On The Geometric Method of Spinoza's Ethics
Spinoza’s Ethics is infamous for it’s utilization of Euclid’s geometric method, a compounding list of definitions, axioms, propositions, and the like as a means to elucidate the nature of God. In the context of the Ethics, the method has been accused of being a cold, mathematical reduction of the world and pointlessly complicated to the point of incomprehensibility. In this paper I will attempt to show some of Spinoza’s theoretical foundations for adopting the method, and the pedagogic power it allows for the exploration of the philosophical terrain Spinoza is interested in.

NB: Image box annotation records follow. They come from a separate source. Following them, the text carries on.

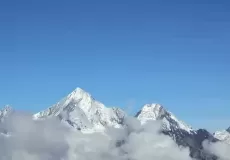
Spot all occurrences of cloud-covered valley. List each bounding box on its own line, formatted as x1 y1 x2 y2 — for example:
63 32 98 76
0 112 194 160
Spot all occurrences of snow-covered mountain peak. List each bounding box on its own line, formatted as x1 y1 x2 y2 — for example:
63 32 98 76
136 103 195 133
213 128 230 144
226 127 230 133
136 103 166 120
0 105 13 121
67 87 94 100
34 88 125 130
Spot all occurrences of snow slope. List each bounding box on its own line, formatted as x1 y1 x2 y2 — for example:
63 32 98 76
136 104 195 133
214 127 230 144
34 88 125 132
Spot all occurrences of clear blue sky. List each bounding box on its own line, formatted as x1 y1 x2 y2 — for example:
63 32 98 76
0 0 230 130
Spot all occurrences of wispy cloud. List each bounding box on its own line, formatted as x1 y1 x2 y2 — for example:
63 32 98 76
0 112 191 160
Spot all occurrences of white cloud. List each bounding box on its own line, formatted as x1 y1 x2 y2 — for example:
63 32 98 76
203 141 230 160
0 113 191 160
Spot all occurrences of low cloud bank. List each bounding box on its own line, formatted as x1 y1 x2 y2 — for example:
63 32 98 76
0 112 194 160
203 141 230 160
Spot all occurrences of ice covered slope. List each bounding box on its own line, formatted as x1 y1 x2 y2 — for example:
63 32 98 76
34 88 125 131
0 105 13 122
214 127 230 144
136 104 194 133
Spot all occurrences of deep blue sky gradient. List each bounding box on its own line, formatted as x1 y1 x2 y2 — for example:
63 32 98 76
0 0 230 130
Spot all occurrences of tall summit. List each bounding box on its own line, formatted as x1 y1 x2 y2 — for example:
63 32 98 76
34 88 125 131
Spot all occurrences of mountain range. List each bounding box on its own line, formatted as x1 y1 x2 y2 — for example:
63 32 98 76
0 88 230 160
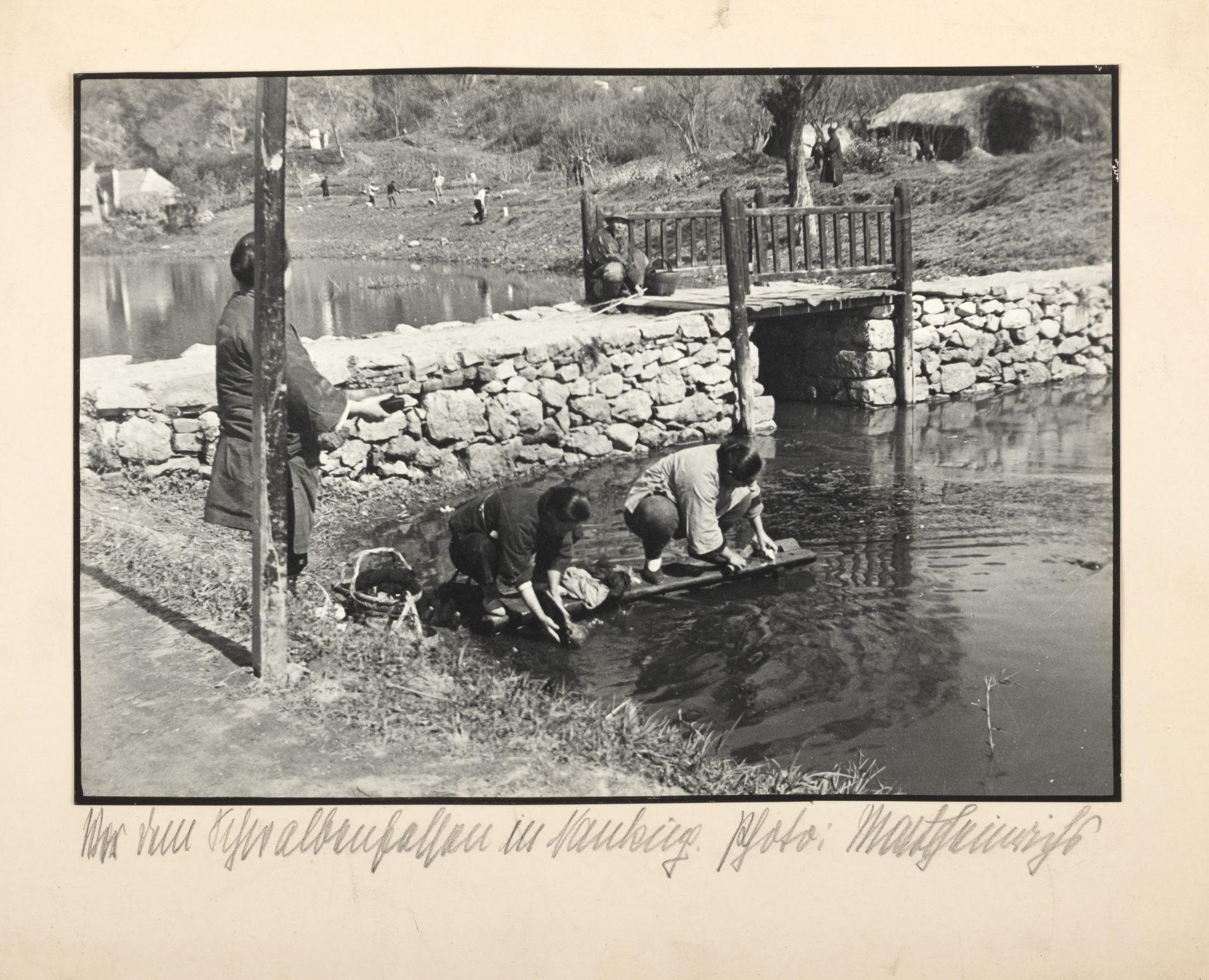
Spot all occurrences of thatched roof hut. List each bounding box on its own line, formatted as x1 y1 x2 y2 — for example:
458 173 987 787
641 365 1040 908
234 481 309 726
869 76 1111 160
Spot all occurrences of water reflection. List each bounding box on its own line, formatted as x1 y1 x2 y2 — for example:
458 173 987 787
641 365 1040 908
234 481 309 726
80 259 582 360
344 379 1112 795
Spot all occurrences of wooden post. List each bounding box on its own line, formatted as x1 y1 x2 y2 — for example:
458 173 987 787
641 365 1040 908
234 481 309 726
894 183 915 406
579 191 596 300
251 77 290 683
756 188 776 275
722 188 756 436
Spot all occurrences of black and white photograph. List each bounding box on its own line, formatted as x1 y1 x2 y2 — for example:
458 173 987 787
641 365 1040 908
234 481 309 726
74 71 1112 804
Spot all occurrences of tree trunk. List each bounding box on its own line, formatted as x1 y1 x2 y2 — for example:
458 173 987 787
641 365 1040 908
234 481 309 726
785 110 815 208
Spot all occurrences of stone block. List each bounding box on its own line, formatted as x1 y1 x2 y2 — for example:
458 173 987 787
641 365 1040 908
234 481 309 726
569 394 612 422
465 443 514 481
999 310 1033 330
612 389 653 423
113 419 172 464
424 389 485 444
848 377 895 406
593 372 625 398
566 427 613 456
93 382 151 415
1016 360 1050 385
752 394 776 428
836 319 895 351
941 362 977 394
679 314 711 340
1062 306 1092 334
703 310 730 336
1058 334 1092 357
172 432 202 453
538 377 570 409
604 422 639 452
639 317 679 340
498 390 543 432
836 351 890 377
356 411 407 443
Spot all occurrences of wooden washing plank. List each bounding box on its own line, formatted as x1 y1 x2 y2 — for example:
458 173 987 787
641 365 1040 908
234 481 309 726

Before I can begin to divulge why I believe the geometric method is so important, it is best to explain the concept of common notions. According to Spinoza, knowledge is acquired in four ways. The first two are inadequate by definition: “knowledge from casual experience” and “knowledge from symbols”, these both being what he calls “opinion” or “imagination”. The third and only kind of knowledge we should strive for is the knowledge of “common notions and adequate ideas of the properties of things”, or “reason”. The fourth kind of knowledge is that which follows from these adequate ideas of God we gain from reason, or “intuition”1. The common notions that we are to strive to create and encounter are not common sense, but rather “something common to bodies, either to all bodies . . . or to some bodies (at least two, mine and another)”2. To have true knowledge of oneself as being a body without interactions with other bodies is impossible. Interactions between bodies that share something in common allow them to perceive that commonality adequately, which they would be unable to do by simply trying to perceive themselves. The knowledge of bodies leads to our knowledge of the ideas of our bodies and selves within the intellect, as “the idea of what is caused [in the attribute of thought] depends on the knowledge of the cause [in the attribute of extension]” and as such “the order and connection of ideas is the same as the order and connections of things”3. Put more simply, when one body interacts with other bodies, it gives them the idea of this interaction and with it an understanding of the commonalities between these bodies. For Spinoza, this is the entire basis of reason.
1 Spinoza, Baruch, and Michael L. Morgan. Spinoza: Complete Works. Hackett, 2002, pp. 267.
2 Deleuze, Gilles. Spinoza: Practical Philosophy. City Light Books, 1988, pp. 54.
3 Spinoza, Baruch, and Michael L. Morgan. Spinoza: Complete Works. Hackett, 2002, pp. 247.
4 Deleuze, Gilles. Spinoza: Practical Philosophy. City Light Books, 1988, pp. 54.